Re: [BUG] Logical replication failure "ERROR: could not map filenode "base/13237/442428" to relation OID" with catalog modifying txns

From: Masahiko Sawada <sawada(dot)mshk(at)gmail(dot)com>
To: Amit Kapila <amit(dot)kapila16(at)gmail(dot)com>
Cc: "shiy(dot)fnst(at)fujitsu(dot)com" <shiy(dot)fnst(at)fujitsu(dot)com>, Kyotaro Horiguchi <horikyota(dot)ntt(at)gmail(dot)com>, "Drouvot, Bertrand" <bdrouvot(at)amazon(dot)com>, PostgreSQL Hackers <pgsql-hackers(at)lists(dot)postgresql(dot)org>, "Oh, Mike" <minsoo(at)amazon(dot)com>
Subject: Re: [BUG] Logical replication failure "ERROR: could not map filenode "base/13237/442428" to relation OID" with catalog modifying txns
Date: 2022-07-22 06:17:50
Message-ID: CAD21AoC8NLGJ-Q+u60cGPSnxXqexEFPLo-5-offsgCE_ikVxRw@mail.gmail.com
Views: Raw Message | Whole Thread | Download mbox | Resend email
Thread:
Lists: pgsql-hackers

On Wed, Jul 20, 2022 at 5:50 PM Amit Kapila <amit(dot)kapila16(at)gmail(dot)com> wrote:
>
> On Wed, Jul 20, 2022 at 1:28 PM Masahiko Sawada <sawada(dot)mshk(at)gmail(dot)com> wrote:
> >
> > On Wed, Jul 20, 2022 at 2:19 PM Amit Kapila <amit(dot)kapila16(at)gmail(dot)com> wrote:
> > >
> > > On Wed, Jul 20, 2022 at 9:01 AM Masahiko Sawada <sawada(dot)mshk(at)gmail(dot)com> wrote:
> > >
> > > > Another idea would be to have functions, say
> > > > SnapBuildCommitTxnWithXInfo() and SnapBuildCommitTxn_ext(). The latter
> > > > does actual work of handling transaction commits and both
> > > > SnapBuildCommitTxn() and SnapBuildCommit() call
> > > > SnapBuildCommitTxnWithXInfo() with different arguments.
> > > >
> > >
> > > Do you want to say DecodeCommit() instead of SnapBuildCommit() in
> > > above para?
> >
> > I meant that we will call like DecodeCommit() ->
> > SnapBuildCommitTxnWithXInfo() -> SnapBuildCommitTxn_ext(has_invals =
> > true) -> SnapBuildXidHasCatalogChanges(has_invals = true) -> ... If
> > SnapBuildCommitTxn() gets called, it calls SnapBuildCommitTxn_ext()
> > with has_invals = false and behaves the same as before.
> >
>
> Okay, understood. This will work.
>
> > > Yet another idea could be to have another flag
> > > RBTXN_HAS_INVALS which will be set by DecodeCommit for top-level TXN.
> > > Then, we can retrieve it even for each of the subtxn's if and when
> > > required.
> >
> > Do you mean that when checking if the subtransaction has catalog
> > changes, we check if its top-level XID has this new flag?
> >
>
> Yes.
>
> > Why do we
> > need the new flag?
> >
>
> This is required if we don't want to introduce a new set of functions
> as you proposed above. I am not sure which one is better w.r.t back
> patching effort later but it seems to me using flag stuff would make
> future back patches easier if we make any changes in
> SnapBuildCommitTxn.

Understood.

I've implemented this idea as well for discussion. Both patches have
the common change to remember the initial running transactions and to
purge them when decoding xl_running_xacts records. The difference is
how to mark the transactions as needing to be added to the snapshot.
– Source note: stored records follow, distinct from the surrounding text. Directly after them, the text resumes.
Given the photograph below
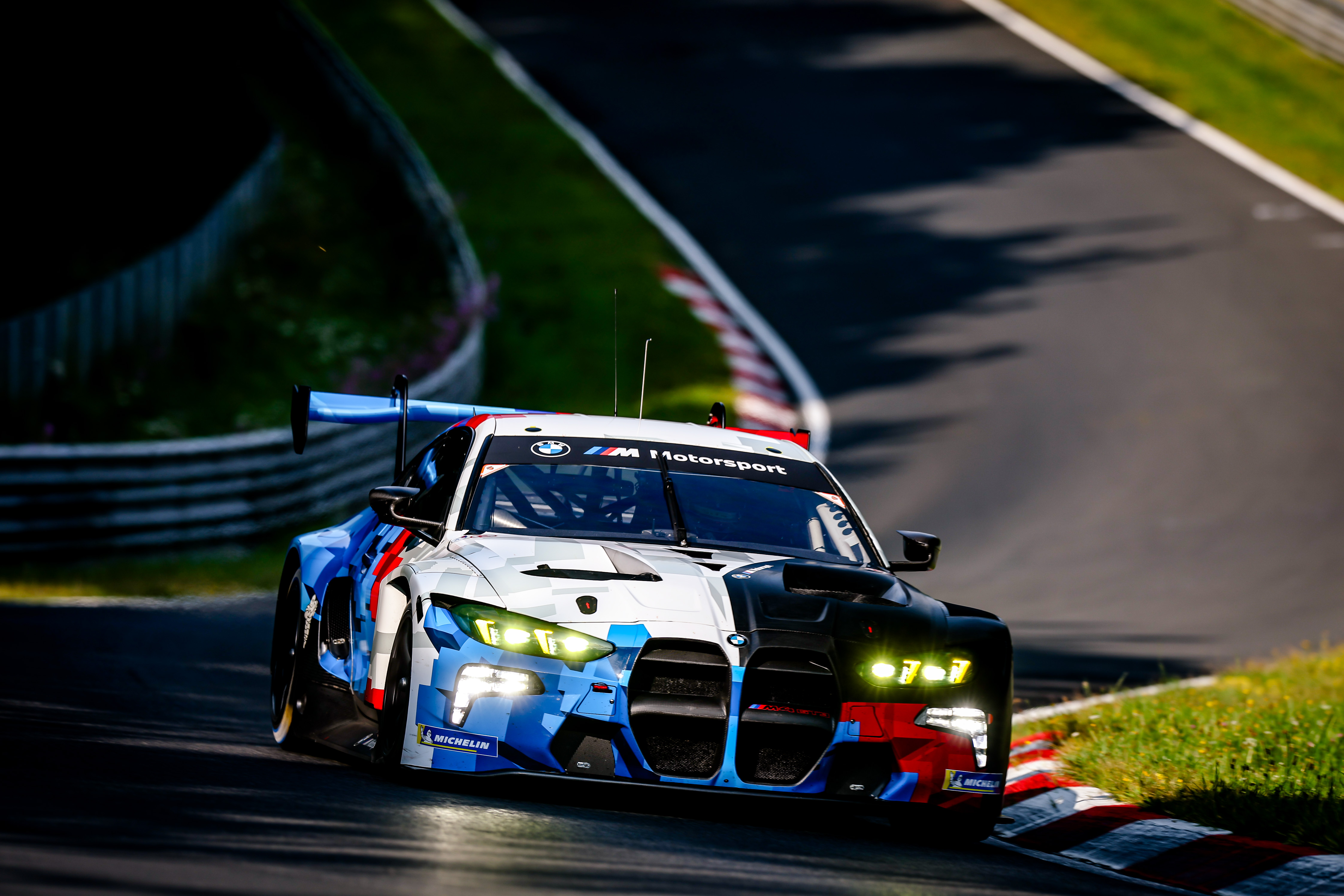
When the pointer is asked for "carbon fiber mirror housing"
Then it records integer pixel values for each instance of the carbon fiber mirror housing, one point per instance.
(388, 503)
(920, 553)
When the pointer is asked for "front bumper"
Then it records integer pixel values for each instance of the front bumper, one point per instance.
(582, 726)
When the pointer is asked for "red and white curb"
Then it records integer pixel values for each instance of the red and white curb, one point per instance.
(1057, 817)
(761, 401)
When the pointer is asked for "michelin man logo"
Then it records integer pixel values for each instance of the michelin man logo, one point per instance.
(550, 449)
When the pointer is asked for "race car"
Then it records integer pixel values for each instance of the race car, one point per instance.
(660, 604)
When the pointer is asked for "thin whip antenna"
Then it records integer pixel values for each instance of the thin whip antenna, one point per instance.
(646, 375)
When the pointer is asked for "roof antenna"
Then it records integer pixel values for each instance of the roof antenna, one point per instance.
(646, 375)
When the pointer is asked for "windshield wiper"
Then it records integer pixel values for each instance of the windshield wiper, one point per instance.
(674, 508)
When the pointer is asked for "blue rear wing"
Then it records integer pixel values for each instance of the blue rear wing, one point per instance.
(338, 408)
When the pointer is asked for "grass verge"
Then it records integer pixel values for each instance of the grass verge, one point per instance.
(1260, 754)
(541, 215)
(1222, 66)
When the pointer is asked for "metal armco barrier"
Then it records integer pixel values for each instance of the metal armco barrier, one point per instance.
(140, 303)
(191, 491)
(1316, 25)
(58, 497)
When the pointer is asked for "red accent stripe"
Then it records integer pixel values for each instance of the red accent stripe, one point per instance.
(1218, 862)
(784, 436)
(1081, 827)
(384, 567)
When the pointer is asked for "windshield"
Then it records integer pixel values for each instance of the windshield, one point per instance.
(613, 502)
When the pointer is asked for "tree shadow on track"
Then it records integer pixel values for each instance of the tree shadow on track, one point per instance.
(140, 761)
(792, 139)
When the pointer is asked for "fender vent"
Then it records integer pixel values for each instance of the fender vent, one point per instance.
(337, 606)
(679, 707)
(789, 706)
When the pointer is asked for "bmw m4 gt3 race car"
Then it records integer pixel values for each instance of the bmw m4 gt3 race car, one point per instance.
(652, 602)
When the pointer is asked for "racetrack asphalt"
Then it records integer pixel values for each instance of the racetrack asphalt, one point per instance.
(1100, 361)
(139, 759)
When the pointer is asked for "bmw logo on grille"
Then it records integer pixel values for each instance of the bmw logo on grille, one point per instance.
(550, 449)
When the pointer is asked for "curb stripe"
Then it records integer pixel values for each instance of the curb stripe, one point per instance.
(1093, 825)
(1139, 841)
(1310, 875)
(1085, 828)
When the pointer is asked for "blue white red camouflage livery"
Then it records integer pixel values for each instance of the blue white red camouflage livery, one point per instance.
(643, 601)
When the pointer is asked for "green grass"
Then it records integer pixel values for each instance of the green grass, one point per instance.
(292, 308)
(1221, 65)
(1260, 754)
(541, 215)
(234, 570)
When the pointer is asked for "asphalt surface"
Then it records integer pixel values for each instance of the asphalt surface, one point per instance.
(139, 761)
(1104, 363)
(1100, 361)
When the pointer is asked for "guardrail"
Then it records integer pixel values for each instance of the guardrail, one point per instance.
(58, 497)
(182, 491)
(1316, 25)
(140, 303)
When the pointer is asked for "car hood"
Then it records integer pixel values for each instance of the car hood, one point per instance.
(631, 582)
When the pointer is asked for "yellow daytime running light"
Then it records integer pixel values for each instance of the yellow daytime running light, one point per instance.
(514, 632)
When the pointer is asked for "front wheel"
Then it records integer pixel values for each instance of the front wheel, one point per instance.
(397, 699)
(285, 644)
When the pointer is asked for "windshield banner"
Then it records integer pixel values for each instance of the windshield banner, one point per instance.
(681, 458)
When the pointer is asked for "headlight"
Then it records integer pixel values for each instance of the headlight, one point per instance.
(490, 682)
(971, 723)
(924, 672)
(525, 635)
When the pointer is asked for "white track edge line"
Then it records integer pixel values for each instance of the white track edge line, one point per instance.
(811, 405)
(1175, 116)
(1088, 867)
(1041, 714)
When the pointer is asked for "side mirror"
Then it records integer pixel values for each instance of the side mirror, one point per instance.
(390, 500)
(920, 553)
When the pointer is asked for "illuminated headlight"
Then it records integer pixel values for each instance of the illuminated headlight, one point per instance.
(526, 635)
(972, 723)
(917, 672)
(488, 682)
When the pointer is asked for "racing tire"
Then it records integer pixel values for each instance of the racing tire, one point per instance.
(397, 699)
(285, 645)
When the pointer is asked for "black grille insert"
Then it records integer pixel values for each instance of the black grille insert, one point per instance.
(789, 706)
(679, 707)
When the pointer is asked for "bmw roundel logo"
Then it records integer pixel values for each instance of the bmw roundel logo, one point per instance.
(552, 449)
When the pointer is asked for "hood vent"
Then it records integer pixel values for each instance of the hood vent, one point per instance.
(679, 707)
(855, 586)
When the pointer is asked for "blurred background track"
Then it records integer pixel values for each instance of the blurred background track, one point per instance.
(1101, 361)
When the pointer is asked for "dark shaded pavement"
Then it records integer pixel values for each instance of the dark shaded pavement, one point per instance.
(1100, 361)
(140, 761)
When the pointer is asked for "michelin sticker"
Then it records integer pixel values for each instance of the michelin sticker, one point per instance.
(552, 449)
(460, 741)
(974, 782)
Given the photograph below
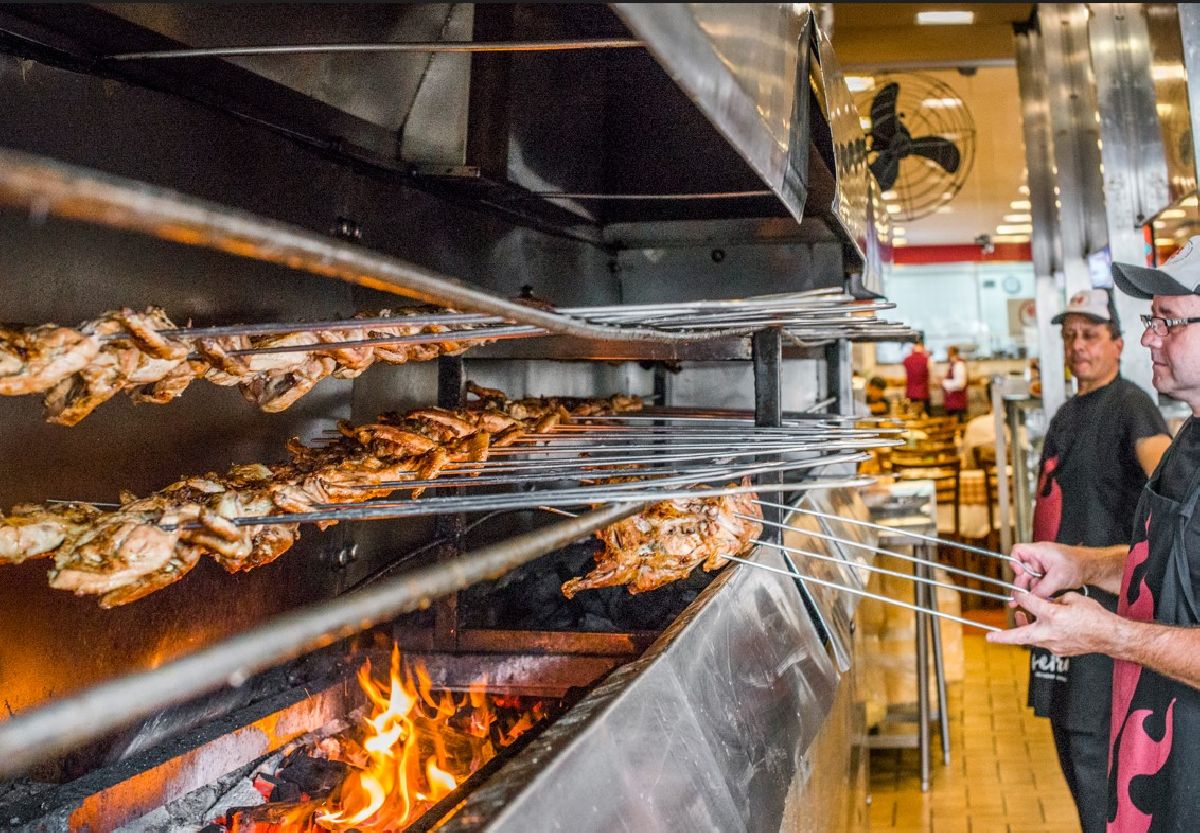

In v7-0001-Fix-catalog-lookup-with-the-wrong-snapshot-during.patch,
when the transaction is in the initial running xact list and its
commit record has XINFO_HAS_INVAL flag, we mark both the top
transaction and its all subtransactions as containing catalog changes
(which also means to create ReorderBufferTXN entries for them). These
transactions are added to the snapshot in SnapBuildCommitTxn() since
ReorderBufferXidHasCatalogChanges () for them returns true.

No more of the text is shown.